9. Your horse is too smart to cross the obstacle.  Why should he cross when he can just go around?

8. Your horse requires at least two extra additives to its formulated grain ration.

7. Your horse's feet are in poor shape right now, as you can't find a farrier that can properly handle him and understand the issues he has with his feet.

6. Your horse’s shots & Coggin’s certificate aren’t up to date right now, as you can't find a vet that can properly handle him or even be willing to come out a second time.

5. Half of your herd is foundered. The other half could carry a cup of water poured directly on their backs without spilling it.

4. Your horse has at least two of the diseases that recent articles have been written about in the half-dozen horse magazines you subscribe to.

3. When spooked, your horse doesn’t mind jumping on top of you for protection.

2. Your newest horse has been abused by past owners. You're just sure of it because of all the emotional issues he has.

1. Your internet name starts with your favorite horses’ name and ends with Mom or Momma.


Steve’s Top Ten Signs That You Might Be Your Horses’ Buddy.

10. When spooked, your horse has a bad habit of bucking  you off and leaving you in the dust.

9. He‘ll do nearly anything for a treat.

8. “He‘s a pretty good horse…Once you catch him.   Well that and he bucks out a little at first, but he settles down all right.  No big deal, really.”

7. You fear hurting your horse’s “feelings” and destroying his “pride“. You just want to be “honest” with him.

6. “Hard to catch?  NO WAY!   He comes running at the sight of a bucket“.

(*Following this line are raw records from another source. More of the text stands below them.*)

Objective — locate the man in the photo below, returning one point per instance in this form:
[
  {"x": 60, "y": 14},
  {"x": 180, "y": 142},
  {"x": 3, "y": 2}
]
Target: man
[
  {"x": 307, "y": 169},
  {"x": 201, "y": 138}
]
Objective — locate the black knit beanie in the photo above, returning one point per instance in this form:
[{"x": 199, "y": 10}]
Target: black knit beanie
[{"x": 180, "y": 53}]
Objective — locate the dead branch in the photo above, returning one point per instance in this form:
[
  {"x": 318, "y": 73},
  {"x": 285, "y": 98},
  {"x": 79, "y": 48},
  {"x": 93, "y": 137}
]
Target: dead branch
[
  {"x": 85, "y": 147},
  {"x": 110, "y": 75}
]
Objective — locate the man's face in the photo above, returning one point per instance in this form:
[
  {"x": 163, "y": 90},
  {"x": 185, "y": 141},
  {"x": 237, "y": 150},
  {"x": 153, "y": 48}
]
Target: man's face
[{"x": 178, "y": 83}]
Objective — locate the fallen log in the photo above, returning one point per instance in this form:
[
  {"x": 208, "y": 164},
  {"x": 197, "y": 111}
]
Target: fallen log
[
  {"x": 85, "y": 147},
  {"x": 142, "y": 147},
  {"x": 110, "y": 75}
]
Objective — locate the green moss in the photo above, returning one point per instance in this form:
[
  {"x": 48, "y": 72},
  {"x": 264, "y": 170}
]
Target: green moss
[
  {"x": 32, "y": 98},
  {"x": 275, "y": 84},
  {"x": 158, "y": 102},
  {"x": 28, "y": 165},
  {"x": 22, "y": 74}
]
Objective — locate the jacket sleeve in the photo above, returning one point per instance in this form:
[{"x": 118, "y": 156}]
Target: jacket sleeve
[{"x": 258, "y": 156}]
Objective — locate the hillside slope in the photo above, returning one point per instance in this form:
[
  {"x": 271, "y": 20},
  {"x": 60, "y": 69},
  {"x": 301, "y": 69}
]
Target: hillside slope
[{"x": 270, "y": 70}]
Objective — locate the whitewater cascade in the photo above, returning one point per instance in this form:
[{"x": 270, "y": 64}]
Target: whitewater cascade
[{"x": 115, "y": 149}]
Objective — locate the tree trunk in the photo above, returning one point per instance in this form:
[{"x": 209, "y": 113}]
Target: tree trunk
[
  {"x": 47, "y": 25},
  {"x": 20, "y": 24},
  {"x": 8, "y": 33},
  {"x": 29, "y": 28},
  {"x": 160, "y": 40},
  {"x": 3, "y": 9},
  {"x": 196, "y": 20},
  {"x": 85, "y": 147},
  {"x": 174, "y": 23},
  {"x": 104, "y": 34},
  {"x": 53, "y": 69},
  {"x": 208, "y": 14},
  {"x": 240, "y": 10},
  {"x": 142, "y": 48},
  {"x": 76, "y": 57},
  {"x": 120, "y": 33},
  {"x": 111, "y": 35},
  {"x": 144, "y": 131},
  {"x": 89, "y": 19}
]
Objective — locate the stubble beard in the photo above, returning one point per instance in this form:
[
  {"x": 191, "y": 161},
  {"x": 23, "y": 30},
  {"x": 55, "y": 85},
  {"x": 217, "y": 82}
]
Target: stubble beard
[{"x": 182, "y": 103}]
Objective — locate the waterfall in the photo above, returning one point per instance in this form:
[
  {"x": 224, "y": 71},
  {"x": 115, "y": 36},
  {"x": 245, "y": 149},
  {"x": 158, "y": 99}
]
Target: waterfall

5. You’ve went through a dozen bits trying to find the one that works….Well, not as good as you’d like. But it’s the best so far. Correct saddle fit has been an evasive thing as well.

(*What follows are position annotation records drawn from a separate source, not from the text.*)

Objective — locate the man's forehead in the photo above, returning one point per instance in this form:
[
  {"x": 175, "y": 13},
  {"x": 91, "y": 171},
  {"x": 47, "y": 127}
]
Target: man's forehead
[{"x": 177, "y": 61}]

4. Your horse will kick out if the rider behind gets too close.  So you “fix” that problem with a ribbon in his tail.

3. “He just loves resting his head on my shoulder.”

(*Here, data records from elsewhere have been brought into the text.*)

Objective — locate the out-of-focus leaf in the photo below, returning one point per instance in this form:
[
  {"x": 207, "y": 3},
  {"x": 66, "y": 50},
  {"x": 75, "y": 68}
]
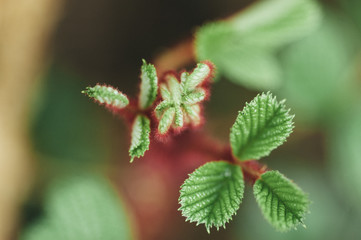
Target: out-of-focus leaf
[
  {"x": 353, "y": 7},
  {"x": 345, "y": 155},
  {"x": 282, "y": 202},
  {"x": 107, "y": 95},
  {"x": 317, "y": 82},
  {"x": 81, "y": 208},
  {"x": 65, "y": 126},
  {"x": 275, "y": 23},
  {"x": 242, "y": 48}
]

2. Your training philosophy hinges on the fact that you should be the “alpha buddy” and not the “herd leader“.

1. You’re the first to admit that you’re no trainer.  (Note: every horse owner IS a trainer whether they want to be or not.)


Steve’s Top Ten Signs That You Might Be Your Horses’ Leader.

10. You fully understand the concept of “pressure and release”, and how critical the “timing” is of that release.

9. You know the difference between "teaching a concept" and "demanding perfection".  When to reward the smallest try and when to ask for more.

8. In a new situation you don’t mind taking the time to dismount and lead him through, then send him through, and then ride him through. You'll wait for others to do the same.

7. When things go wrong it’s your fault. Not the horse’s fault, not the vet’s fault, not the farrier’s fault, not the wind’s fault, but your fault.

6. You realize your horse doesn’t act up just to “push your buttons“. It acts and reacts out of fear and trust.

5. You pay attention to your horses emotional clues. You are seldom surprised by your horse’s physical reactions and have a preplanned action to counteract or support them, as needed.

4. Your horse works well in the round pen. Groundwork is a dance, or is becoming one.

3. Your horse can be led anywhere on a loose lead rope. He is easy to catch, as well.

2. Your horse is a joy to ride. He is easy to teach new things.

1. You'll admit to being you’re horse’s leader. You cherish your horse’s trust in you, over his love for you. You act as the lead horse would act.